I have a master's degree in storytelling, but that didn't empower me or encourage me, except it did motivate me to get the damned thesis done and graduate before I lost my mind. I would say those who have been my friends have always let me be me, even if my best pal of 35+ years rolls her eyes each time I start a new project, she still says, "Of course!" when I describe what I'm going to do and why.
That's not to say my folks didn't want me to be happy with a teaching career. They did. They wanted me to have more of a regular income than an artist has, but in the end, the sadness in my heart because I had no time to create and live my dreams cost me more than any low-paying performance gig could have.

4. Is it still scary for you -- ever, often, always -- to put yourself out there?
You mean, do I sweat, get weak in the knees and all that? Sure, sometimes. It depends upon the audience and the personal connection to the work I'm sharing. This Votre Vray project, even though I'll be sharing stories of dozens and dozens of women, will be my most personal project yet. If someone I've never met hates it, it will be their problem. If one of the women I profile hates her section of the story, I'll feel badly because my whole goal is to make her look and feel good about who she is and what she has accomplished.

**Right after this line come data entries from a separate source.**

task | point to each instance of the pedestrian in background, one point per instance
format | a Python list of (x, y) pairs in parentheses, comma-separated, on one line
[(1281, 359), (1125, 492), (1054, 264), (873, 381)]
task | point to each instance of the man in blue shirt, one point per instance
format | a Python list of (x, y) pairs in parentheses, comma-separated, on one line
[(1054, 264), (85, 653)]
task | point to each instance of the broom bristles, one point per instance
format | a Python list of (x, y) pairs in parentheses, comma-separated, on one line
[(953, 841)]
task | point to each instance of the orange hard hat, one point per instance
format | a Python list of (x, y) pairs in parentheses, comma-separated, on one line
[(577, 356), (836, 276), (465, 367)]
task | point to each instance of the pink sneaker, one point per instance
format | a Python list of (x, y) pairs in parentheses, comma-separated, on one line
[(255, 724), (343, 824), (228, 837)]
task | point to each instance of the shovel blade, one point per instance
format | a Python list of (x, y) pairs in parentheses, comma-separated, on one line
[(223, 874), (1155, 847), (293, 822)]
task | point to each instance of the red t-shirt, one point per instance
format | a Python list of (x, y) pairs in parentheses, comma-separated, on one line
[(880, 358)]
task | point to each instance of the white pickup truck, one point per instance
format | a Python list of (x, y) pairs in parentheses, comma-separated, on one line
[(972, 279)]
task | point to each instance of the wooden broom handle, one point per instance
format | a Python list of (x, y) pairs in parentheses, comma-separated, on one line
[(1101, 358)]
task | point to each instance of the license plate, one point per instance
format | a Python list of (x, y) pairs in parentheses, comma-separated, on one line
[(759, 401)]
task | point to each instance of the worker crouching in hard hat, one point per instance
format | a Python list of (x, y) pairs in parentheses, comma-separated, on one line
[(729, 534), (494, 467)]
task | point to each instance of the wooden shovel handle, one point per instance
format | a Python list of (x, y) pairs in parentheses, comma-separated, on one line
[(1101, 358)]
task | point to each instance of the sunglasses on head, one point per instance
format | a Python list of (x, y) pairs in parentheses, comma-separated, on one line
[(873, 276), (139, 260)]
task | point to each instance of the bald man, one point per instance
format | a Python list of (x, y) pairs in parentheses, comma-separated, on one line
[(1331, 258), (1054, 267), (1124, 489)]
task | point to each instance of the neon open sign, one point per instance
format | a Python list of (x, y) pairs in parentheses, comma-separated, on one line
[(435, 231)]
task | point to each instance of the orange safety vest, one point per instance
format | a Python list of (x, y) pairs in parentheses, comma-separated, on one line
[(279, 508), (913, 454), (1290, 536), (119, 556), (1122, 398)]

5. Can you envision yourself doing anything else with your life?
That's one of my biggest problems. I can so easily teach or work at an editing desk or do something else related to words that when I worry about my financial future, I tend to grab at the first opportunity that comes my way. I have to learn to honor my own voice, my truth, enough that I can say, "No thank you. That is not what I do anymore," and mean it. Even if I fear being divorced, hungry and homeless. I just have to truth if I follow my truth, I will find my way. Each time I have done so, it works.

6. What is the best advice you have been given or can give in regards to following a creative path?
Do whatever it takes to find your truth, and don't be a weenie about it like I was. I quit my degree program in theatre in 1990 and have paid dearly to get back in that direction. I've wasted a good portion of my lifetime doing what other people thought was a wise career move, and even if I am National Board of Professional Teaching Standards certified to teach English, I'm not going to do it if it costs me my creative spark. I love kids, and love to teach, but I will do it on my terms. Otherwise, it simply isn't worth it to me anymore.

Goals of Votre Vray:
1. That by September 2008, I'll have stories completed of over 100 women artists following their dreams.
2. By October 2008, I'll have created my one-woman show of these stories to take on the road. A percentage of box office receipts will go directly to offering small scholarships to women who want to take classes or workshops in the artistic modality of their choice.
3. The stories of these 100+ women will be published in a book, hopefully with at least one image page of their work per participant, and at least will have contact information or web links to them and their work.
4. To build a strong web community where artists can come for news about others in their field and find inspiration to do their work.
5. To help artists find their truth, and with that, their way in life.

Whew! That's a tall order, but that's what this gal is all about (even if I'm only 5' tall)!